Models for Digitally Contact-Traced Epidemics

Contacts between people are the main drivers of contagious respiratory infections. For this reason, limiting and tracking contacts is a key strategy for controlling the COVID-19 epidemic. Digital contact tracing has been proposed as an automated solution to scale up traditional contact tracing. However, the required penetration of contact tracing apps within a population to achieve a desired target in controlling the epidemic is currently under discussion within the research community. In order to understand the effects of digital contact tracing, several mathematical models have been studied.
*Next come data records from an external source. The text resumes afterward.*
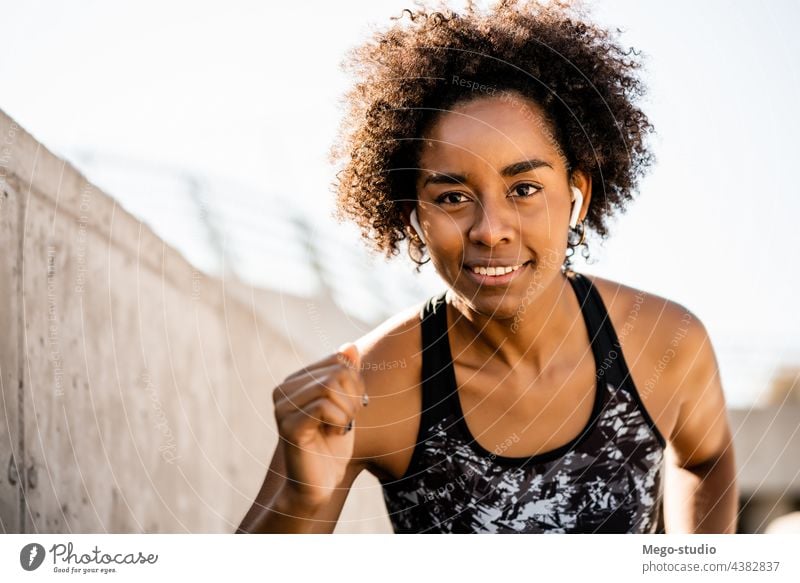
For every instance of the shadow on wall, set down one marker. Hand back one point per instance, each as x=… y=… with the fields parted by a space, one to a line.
x=136 y=389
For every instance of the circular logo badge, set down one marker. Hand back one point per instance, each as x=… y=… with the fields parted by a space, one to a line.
x=31 y=556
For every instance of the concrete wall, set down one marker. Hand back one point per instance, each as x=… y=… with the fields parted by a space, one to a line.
x=136 y=391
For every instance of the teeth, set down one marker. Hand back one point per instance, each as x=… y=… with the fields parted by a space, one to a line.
x=495 y=270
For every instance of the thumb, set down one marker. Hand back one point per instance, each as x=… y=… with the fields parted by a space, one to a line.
x=350 y=351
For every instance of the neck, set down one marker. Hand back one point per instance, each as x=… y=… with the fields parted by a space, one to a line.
x=530 y=338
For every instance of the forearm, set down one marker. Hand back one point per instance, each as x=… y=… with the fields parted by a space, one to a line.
x=282 y=513
x=702 y=498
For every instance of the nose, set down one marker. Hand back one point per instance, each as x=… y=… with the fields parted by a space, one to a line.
x=494 y=222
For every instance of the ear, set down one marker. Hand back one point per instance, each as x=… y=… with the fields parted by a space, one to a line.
x=583 y=181
x=405 y=211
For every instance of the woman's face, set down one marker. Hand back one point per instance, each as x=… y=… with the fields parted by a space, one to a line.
x=493 y=190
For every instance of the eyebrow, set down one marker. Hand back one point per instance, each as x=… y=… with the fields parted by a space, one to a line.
x=510 y=170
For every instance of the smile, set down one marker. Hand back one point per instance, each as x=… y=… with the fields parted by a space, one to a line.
x=499 y=275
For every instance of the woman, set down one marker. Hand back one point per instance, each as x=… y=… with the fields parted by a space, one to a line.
x=534 y=398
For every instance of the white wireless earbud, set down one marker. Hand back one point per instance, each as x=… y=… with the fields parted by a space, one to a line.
x=416 y=225
x=577 y=203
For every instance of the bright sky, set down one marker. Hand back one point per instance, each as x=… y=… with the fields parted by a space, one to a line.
x=251 y=92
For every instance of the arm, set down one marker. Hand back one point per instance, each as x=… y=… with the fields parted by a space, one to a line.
x=701 y=495
x=313 y=466
x=277 y=509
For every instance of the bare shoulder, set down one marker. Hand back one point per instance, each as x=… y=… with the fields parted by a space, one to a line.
x=391 y=361
x=647 y=321
x=669 y=354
In this article, we propose a novel compartmental SEIR model with which it is possible, differently from the models in the related literature, to derive closed-form conditions regarding the control of the epidemic. These conditions are a function of the penetration of contact tracing applications and testing efficiency. Closed-form conditions are crucial for the understandability of models, and thus for decision makers (including digital contact tracing designers) to correctly assess the dependencies within the epidemic. Feeding COVID-19 data to our model, we find that digital contact tracing alone can rarely tame the epidemic: for unrestrained COVID-19, this would require a testing turnaround of around 1 day and app uptake above 80% of the population, which are very difficult to achieve in practice. However, digital contact tracing can still be effective if complemented with other mitigation strategies, such as social distancing and mask-wearing.